Known as the NEXUS Gas Transmission System, the project, which will wend its way through Michigan into Ontario, Canada, was announced earlier this month by three leading energy companies looking to capitalize on the growing demand for moving Utica Shale natural gas to markets and consumers in Canada, Michigan and Ohio.
Detroit-based DTE Energy, a utility and diversified energy company, and two major pipeline corporations — Calgary, Alberta-based Enbridge Inc. and Houston-based Spectra Energy — each will have a 33-percent controlling stake in the line.
The system will be between 30 inches and 36 inches in diameter and be capable of transporting 1 billion cubic feet of natural gas per day.
But opposition groups fear the transmission system will pose problems for property owners and the environment and provide a segue for rapid infrastructure development in the future.
“These pipelines use up a huge amount of land, and this is when the rights of property owners are put below the rights of corporations,” said Alison Auciello, a Cincinnati-based organizer for the national environmental group Food and Water Watch. “Not only that, but it will lock Ohio into a pattern of building this type of infrastructure and conducting more fracking options.”
Fracking is the process in which water, chemicals and sand are blasted into rocks thousands of feet below the ground to unlock natural gas and oil. It has come under fire because of its potential environmental concerns.
Joined by other statewide groups such as the Network for Oil and Gas Accountability and Protection and EcoWatch, opponents are singling out Enbridge Inc. and say that Ohio will fall prey to the company’s “egregious track record.”

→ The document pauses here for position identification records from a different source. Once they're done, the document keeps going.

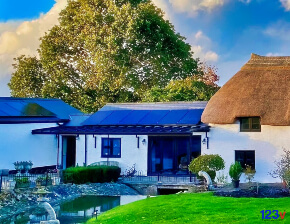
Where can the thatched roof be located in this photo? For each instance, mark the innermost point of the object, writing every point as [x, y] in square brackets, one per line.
[261, 88]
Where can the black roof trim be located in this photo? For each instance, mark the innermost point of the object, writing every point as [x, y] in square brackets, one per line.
[123, 130]
[26, 120]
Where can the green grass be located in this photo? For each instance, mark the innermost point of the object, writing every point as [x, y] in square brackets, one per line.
[195, 208]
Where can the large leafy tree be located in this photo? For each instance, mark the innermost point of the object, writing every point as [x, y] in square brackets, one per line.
[105, 51]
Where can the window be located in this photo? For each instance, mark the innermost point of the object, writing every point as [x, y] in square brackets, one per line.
[111, 147]
[250, 124]
[245, 158]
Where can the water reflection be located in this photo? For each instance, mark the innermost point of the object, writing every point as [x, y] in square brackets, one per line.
[78, 210]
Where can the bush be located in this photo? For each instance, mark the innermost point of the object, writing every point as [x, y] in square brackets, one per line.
[207, 163]
[91, 174]
[22, 182]
[282, 167]
[236, 171]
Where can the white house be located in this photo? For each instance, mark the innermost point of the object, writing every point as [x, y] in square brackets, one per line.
[160, 138]
[249, 116]
[18, 117]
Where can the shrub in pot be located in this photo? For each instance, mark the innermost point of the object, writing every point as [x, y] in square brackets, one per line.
[208, 163]
[235, 172]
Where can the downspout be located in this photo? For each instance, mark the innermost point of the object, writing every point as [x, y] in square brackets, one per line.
[109, 148]
[86, 152]
[57, 162]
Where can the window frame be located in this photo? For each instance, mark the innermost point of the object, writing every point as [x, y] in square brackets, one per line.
[245, 158]
[110, 154]
[251, 129]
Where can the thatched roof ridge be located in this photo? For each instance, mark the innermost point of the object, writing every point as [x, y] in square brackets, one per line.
[261, 88]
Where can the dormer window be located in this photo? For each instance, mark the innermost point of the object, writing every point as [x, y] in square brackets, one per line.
[250, 124]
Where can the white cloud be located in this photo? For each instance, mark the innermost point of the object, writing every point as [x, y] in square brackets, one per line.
[245, 1]
[286, 4]
[279, 30]
[201, 45]
[193, 6]
[22, 37]
[273, 54]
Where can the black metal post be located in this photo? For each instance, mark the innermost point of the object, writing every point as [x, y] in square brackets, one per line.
[86, 151]
[0, 181]
[46, 179]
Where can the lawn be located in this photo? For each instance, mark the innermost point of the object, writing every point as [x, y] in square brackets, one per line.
[196, 208]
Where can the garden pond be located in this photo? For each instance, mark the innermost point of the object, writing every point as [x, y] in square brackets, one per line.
[78, 210]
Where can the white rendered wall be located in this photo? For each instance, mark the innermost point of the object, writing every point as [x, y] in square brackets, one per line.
[18, 144]
[130, 154]
[268, 145]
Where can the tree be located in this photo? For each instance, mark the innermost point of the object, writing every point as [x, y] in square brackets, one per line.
[188, 89]
[31, 69]
[105, 51]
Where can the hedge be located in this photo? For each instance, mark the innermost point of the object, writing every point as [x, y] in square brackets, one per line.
[91, 174]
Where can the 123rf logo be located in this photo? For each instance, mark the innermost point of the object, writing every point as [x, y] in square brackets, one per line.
[274, 214]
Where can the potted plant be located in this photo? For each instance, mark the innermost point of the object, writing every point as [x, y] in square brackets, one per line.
[23, 182]
[27, 165]
[235, 172]
[249, 173]
[43, 181]
[18, 166]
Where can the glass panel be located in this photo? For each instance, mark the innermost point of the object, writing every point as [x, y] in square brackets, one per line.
[256, 123]
[182, 147]
[246, 158]
[245, 124]
[167, 148]
[105, 147]
[250, 158]
[105, 142]
[240, 157]
[116, 143]
[195, 147]
[155, 156]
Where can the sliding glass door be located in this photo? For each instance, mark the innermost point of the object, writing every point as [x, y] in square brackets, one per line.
[171, 155]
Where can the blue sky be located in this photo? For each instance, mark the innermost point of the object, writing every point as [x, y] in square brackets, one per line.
[222, 32]
[23, 9]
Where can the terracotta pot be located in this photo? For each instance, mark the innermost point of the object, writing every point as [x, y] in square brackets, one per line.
[236, 183]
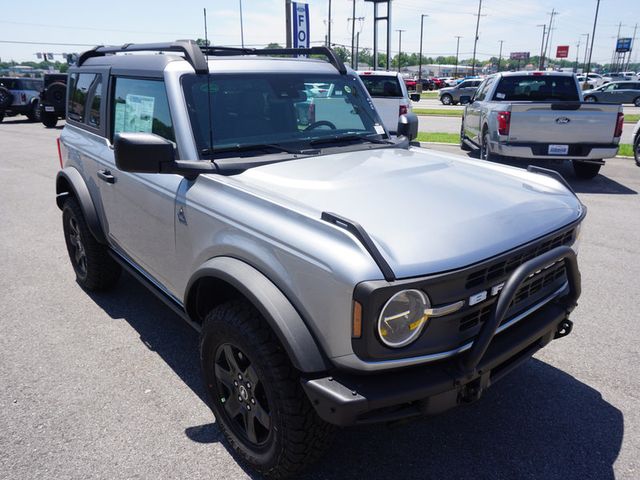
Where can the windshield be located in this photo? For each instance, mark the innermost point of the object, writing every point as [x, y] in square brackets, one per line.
[275, 109]
[537, 88]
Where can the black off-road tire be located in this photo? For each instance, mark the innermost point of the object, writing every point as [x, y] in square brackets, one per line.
[6, 97]
[585, 170]
[95, 269]
[49, 120]
[296, 437]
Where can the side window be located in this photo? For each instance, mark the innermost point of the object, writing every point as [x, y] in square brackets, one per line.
[78, 93]
[141, 105]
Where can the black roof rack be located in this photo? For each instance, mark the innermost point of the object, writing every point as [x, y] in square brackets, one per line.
[195, 54]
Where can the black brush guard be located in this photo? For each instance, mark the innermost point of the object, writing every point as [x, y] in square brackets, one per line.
[346, 398]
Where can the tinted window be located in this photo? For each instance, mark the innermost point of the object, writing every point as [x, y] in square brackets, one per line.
[141, 105]
[381, 86]
[78, 94]
[248, 109]
[537, 88]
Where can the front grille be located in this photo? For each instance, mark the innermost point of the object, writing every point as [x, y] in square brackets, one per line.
[546, 279]
[501, 269]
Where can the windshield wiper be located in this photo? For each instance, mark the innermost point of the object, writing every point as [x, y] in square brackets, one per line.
[350, 138]
[258, 146]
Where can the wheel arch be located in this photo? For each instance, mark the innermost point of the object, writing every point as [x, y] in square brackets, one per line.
[69, 182]
[225, 278]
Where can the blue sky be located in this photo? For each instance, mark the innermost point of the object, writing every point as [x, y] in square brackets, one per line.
[91, 23]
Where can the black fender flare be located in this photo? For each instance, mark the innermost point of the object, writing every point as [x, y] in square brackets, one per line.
[69, 181]
[273, 305]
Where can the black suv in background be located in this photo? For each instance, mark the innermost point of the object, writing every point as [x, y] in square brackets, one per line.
[53, 99]
[20, 96]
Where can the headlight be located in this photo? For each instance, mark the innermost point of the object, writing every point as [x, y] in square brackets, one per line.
[403, 317]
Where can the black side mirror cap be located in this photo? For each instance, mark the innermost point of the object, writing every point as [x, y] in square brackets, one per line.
[408, 126]
[150, 153]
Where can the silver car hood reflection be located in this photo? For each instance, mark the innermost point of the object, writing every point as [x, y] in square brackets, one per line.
[426, 211]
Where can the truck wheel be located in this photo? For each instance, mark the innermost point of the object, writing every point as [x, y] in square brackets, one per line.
[49, 120]
[6, 98]
[255, 393]
[485, 148]
[463, 145]
[95, 269]
[585, 170]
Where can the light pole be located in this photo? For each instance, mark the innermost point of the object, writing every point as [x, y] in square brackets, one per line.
[420, 57]
[241, 26]
[475, 40]
[455, 74]
[593, 36]
[399, 47]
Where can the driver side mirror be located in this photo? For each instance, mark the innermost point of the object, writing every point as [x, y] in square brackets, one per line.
[150, 153]
[408, 126]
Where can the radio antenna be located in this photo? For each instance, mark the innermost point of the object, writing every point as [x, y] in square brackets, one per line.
[206, 53]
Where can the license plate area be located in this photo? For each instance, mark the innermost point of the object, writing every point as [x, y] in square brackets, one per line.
[558, 149]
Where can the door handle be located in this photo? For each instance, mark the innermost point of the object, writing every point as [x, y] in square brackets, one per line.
[105, 175]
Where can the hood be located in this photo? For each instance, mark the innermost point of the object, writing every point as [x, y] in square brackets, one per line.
[427, 212]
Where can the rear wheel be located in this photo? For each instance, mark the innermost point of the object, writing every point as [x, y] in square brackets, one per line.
[49, 120]
[585, 170]
[95, 269]
[256, 395]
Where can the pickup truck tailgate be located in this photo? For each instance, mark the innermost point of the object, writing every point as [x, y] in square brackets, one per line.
[563, 123]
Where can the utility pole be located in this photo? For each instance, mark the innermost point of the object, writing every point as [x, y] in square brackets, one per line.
[475, 41]
[353, 33]
[455, 74]
[546, 45]
[399, 47]
[593, 36]
[329, 27]
[420, 56]
[241, 27]
[541, 59]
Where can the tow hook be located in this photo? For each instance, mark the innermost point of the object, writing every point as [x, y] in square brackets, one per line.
[564, 328]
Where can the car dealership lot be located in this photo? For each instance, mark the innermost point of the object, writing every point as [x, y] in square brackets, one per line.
[107, 385]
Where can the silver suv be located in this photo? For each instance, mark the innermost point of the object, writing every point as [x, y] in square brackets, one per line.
[337, 275]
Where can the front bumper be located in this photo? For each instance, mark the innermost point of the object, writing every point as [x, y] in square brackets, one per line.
[346, 399]
[538, 151]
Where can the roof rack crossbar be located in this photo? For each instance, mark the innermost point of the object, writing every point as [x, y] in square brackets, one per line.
[189, 48]
[327, 52]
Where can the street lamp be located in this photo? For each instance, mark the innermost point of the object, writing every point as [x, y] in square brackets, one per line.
[399, 47]
[420, 58]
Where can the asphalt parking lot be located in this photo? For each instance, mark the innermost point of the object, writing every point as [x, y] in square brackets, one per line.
[106, 386]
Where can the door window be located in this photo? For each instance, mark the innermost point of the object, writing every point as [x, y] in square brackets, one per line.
[141, 105]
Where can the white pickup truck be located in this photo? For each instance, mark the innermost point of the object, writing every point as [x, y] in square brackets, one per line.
[540, 115]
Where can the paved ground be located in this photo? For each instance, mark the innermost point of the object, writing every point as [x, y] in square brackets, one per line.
[107, 386]
[432, 123]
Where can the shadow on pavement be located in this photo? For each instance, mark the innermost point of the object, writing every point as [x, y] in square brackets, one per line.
[537, 423]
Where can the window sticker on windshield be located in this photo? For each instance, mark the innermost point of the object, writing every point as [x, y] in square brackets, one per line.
[135, 115]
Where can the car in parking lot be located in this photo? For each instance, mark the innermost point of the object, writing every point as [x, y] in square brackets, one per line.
[615, 92]
[337, 275]
[451, 95]
[20, 96]
[389, 93]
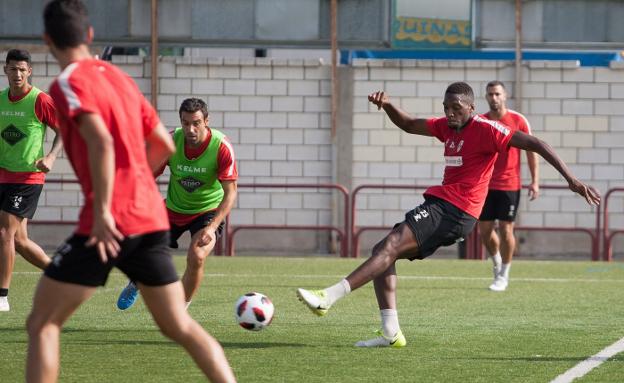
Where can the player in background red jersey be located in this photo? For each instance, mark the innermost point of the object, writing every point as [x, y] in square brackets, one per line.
[450, 210]
[501, 203]
[25, 114]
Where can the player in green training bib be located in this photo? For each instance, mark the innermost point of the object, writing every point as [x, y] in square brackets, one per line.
[25, 113]
[200, 194]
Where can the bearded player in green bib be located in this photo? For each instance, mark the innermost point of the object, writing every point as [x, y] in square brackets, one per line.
[200, 194]
[25, 113]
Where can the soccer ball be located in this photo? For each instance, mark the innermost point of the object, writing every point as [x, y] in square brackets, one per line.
[254, 311]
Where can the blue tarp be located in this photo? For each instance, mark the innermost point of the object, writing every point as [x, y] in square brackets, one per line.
[585, 58]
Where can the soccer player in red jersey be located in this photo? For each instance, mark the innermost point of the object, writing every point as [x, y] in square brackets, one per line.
[450, 210]
[503, 195]
[25, 114]
[201, 193]
[115, 142]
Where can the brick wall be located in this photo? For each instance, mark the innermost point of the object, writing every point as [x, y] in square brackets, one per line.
[277, 114]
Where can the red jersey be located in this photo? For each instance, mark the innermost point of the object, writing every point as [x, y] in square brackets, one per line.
[506, 174]
[46, 113]
[226, 171]
[94, 86]
[469, 156]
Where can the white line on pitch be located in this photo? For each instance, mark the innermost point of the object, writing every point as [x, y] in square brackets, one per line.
[412, 277]
[590, 363]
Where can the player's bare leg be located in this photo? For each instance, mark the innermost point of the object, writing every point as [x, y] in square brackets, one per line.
[399, 243]
[28, 249]
[507, 246]
[9, 225]
[194, 273]
[380, 268]
[491, 241]
[53, 303]
[166, 303]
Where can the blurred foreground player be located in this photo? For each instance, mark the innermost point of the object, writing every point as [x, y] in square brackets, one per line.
[115, 142]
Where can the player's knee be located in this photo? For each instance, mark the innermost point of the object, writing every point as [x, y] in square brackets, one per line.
[37, 325]
[6, 234]
[195, 259]
[177, 331]
[506, 231]
[389, 245]
[21, 244]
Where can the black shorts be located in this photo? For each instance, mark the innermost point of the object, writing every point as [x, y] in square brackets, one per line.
[501, 205]
[20, 199]
[143, 258]
[437, 223]
[196, 225]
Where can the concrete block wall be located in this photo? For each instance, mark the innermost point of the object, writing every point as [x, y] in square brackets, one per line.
[577, 110]
[277, 114]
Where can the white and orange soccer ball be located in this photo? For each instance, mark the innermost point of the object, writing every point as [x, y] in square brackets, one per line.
[254, 311]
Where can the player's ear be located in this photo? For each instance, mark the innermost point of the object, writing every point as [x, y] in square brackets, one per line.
[90, 35]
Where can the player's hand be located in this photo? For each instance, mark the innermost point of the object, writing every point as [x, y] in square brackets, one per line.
[591, 195]
[45, 164]
[378, 98]
[105, 237]
[533, 191]
[207, 237]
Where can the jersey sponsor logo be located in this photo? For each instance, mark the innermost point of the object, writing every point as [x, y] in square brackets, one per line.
[453, 160]
[12, 135]
[12, 113]
[495, 124]
[190, 184]
[452, 145]
[418, 215]
[16, 200]
[191, 169]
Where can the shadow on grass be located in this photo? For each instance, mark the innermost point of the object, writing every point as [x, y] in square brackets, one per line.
[260, 345]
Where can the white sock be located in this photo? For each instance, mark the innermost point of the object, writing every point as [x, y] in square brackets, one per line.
[337, 291]
[389, 322]
[505, 270]
[497, 260]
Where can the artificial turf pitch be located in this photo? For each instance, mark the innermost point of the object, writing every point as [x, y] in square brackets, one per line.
[553, 316]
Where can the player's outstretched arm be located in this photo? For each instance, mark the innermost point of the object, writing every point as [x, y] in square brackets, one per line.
[398, 116]
[531, 143]
[159, 147]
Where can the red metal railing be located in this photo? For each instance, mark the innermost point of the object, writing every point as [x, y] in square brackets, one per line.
[607, 237]
[225, 244]
[474, 250]
[218, 249]
[343, 233]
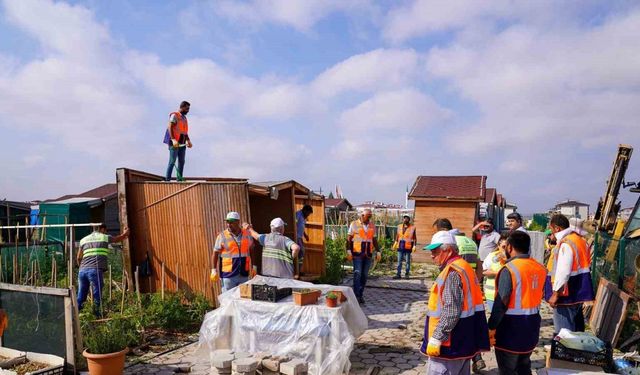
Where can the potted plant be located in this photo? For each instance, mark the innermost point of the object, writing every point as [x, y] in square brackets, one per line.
[303, 297]
[332, 299]
[106, 344]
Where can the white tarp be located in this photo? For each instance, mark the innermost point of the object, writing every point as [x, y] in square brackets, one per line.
[317, 334]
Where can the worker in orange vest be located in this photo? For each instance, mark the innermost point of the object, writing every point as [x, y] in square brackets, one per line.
[177, 138]
[516, 309]
[456, 326]
[405, 244]
[361, 243]
[233, 249]
[569, 282]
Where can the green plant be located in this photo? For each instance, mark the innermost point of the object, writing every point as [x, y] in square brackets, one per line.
[110, 335]
[334, 260]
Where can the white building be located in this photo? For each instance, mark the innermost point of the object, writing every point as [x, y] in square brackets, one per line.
[572, 208]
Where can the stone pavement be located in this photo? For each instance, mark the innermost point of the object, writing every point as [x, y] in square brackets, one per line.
[396, 312]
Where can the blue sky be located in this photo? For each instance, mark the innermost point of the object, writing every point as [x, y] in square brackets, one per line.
[367, 95]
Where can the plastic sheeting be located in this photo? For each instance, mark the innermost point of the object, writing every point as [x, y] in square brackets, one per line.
[317, 334]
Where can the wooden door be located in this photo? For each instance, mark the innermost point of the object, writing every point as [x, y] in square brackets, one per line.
[314, 261]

In a July report released by the National Transportation Safety Board, Enbridge was cited for “pervasive organizational failures,” that led to a 2010 pipeline rupture and subsequent oil spill on a system it operated near the Kalamazoo River in Marshall, Mich.
The NTSB found Enbridge failed to assess accurately the structural integrity of the pipeline. The cracks that ultimately ruptured were detected by Enbridge in 2005 but were not repaired, leading to more than 840,000 gallons of oil — enough to fill 120 tanker trucks — spilling into Michigan wetlands.
In June, Enbridge also confirmed a 60-gallon spill at its pumping station on the Athabasca pipeline in Canada.
Repeated emails and calls to the company seeking comment were not returned late last week.
Wendy Olson, a spokeswoman for Spectra Energy, said in an email, however, that all the partner companies for NEXUS are “firmly committed to the safe construction and operation” of their pipelines.
She added the pipeline will be constructed using the strongest modern steel and buried between 3 and 6 feet below ground.
According to the Public Utilities Commission of Ohio, which regulates the safety of most gas pipelines in the state, there are 56,824 miles of natural-gas distribution lines and 10,000 miles of oil and gas transmission lines across the state.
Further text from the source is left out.